Casavatore, parlano i disoccupati: "Miglioriamo insieme la città".

Chiedono una collaborazione con l’Amministrazione Sannino, per creare reali opportunità e migliorare insieme la città

di Angelo Vozzella - Dati spaventosi per la disoccupazione in Sud italia (al 20%), ma i giovani meridionali senza occupazione sono addirittura vicini al 50% (dati I.Stat).

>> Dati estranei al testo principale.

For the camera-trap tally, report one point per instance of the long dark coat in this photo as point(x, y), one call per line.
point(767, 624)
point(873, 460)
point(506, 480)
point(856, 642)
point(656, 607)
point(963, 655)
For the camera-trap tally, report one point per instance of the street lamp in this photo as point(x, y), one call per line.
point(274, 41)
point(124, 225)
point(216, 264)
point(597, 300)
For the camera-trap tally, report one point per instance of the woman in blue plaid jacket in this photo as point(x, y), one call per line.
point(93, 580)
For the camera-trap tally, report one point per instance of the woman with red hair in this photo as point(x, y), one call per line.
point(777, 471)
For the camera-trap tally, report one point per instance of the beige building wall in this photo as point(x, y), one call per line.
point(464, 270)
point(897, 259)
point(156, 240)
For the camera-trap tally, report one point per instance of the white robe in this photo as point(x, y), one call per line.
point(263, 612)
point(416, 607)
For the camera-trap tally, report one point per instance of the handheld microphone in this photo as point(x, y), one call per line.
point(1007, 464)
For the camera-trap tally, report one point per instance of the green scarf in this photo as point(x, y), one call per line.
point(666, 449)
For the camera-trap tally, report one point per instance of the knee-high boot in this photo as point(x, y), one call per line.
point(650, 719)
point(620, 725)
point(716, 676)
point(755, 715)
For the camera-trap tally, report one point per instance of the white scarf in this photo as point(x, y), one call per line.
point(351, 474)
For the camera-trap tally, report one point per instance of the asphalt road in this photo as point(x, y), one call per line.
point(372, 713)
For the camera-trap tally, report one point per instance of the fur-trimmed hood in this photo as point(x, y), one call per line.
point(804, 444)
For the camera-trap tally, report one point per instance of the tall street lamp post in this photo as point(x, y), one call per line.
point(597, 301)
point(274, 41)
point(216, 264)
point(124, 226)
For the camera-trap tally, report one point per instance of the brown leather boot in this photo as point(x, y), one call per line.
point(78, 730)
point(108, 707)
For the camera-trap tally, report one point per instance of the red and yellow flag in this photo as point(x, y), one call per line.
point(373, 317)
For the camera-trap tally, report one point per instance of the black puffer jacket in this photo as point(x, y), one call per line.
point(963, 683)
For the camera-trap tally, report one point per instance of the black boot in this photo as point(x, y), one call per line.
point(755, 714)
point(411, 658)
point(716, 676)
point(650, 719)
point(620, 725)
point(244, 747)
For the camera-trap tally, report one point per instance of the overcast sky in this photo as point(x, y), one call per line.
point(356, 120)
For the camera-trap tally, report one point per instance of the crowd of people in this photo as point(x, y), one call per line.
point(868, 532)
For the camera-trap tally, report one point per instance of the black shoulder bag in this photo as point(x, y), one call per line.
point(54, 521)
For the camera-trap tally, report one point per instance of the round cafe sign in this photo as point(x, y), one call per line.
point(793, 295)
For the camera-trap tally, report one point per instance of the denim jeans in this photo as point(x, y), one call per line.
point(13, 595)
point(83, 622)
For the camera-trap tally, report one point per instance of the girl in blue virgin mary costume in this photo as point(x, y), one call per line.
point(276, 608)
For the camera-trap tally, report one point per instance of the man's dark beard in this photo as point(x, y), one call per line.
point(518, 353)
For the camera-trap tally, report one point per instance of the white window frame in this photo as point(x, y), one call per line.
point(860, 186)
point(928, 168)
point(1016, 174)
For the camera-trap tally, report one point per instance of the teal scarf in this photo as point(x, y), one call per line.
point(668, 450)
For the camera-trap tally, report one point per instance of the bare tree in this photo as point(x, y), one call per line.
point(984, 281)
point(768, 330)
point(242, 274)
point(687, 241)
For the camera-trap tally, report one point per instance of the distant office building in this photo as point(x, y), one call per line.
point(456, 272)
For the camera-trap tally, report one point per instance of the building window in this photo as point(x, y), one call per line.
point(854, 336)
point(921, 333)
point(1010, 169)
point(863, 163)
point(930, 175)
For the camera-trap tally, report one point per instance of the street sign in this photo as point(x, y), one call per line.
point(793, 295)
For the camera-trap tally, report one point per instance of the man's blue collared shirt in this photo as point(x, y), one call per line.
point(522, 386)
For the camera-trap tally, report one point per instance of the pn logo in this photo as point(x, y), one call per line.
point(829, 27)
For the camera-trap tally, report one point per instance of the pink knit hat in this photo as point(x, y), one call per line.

Casavatore non fa storia a sé, anzi. Nelle terribili condizioni in cui versa il mondo del lavoro, anche i cittadini di Casavatore vivono il dramma della disoccupazione. Molti lo fanno con rassegnazione, qualcuno non si dà per vinto e prova almeno ad attivarsi per crearsi uno spazio, delle opportunità.
E’ nato da qualche mese il Movimento Disoccupati di Casavatore che, sebbene il disagio di molti sfoci in un contrasto inevitabile con le Istituzioni, vorrebbe costruire qualcosa di positivo anche con l’Amministrazione Comunale e il Sindaco Sannino. “Sappiamo bene che nell’intervenire sulla disoccupazione, il Sindaco non può fare moltissimo e che i problemi di Casavatore sono per lui un’eredità, ma vorremmo che il Comune facesse tutto quanto in suo potere per creare nuove possibilità”, parla il portavoce Massimo Palladino, che confida in un dialogo proficuo con gli amministratori locali, almeno su alcune proposte: “Un protocollo d’intesa che preveda l’organizzazione di corsi di formazione per inserimento nel mondo del lavoro, una lista di disoccupati comunale, che consenta, anche saltuariamente, forme di mutuo soccorso e di lavoro tra noi e il Comune”. I disoccupati organizzeranno presto iniziative e manifestazioni per dimostrare la loro voglia di mettersi in gioco, anche per il benessere collettivo. Intendono mettersi a disposizione simbolicamente per interventi di manutenzione in città. Gradirebbero lavoro e trasparenza, perché lavoro è dignità. Citando l’articolo 31 dello Statuto Comunale, Mirko Della Rossa aggiunge : “L’idea avuta dai disoccupati casoriani di una cooperativa che possa in economicità gestire dei lavori, quali manutenzioni, parcheggi, raccolta differenziata, è un’ottima strada”, spiega, “sarebbe bello impegnare le risorse umane e materiali e le capacità dei cittadini casavatoresi, senza dover dotarsi di risorse umane esterne”. Sperano almeno in iniziative volte a rendere più spendibili sul mercato del lavoro le intelligenze locali, soprattutto quelle più giovani, che devono avere la possibilità di continuare gli studi o imparare un mestiere. Massimo Palladino ci tiene a specificare che i rapporti con l’Amministrazione possono essere di piena collaborazione, “l’importante è che ci sia buona volontà a riguardo, da parte di tutti”.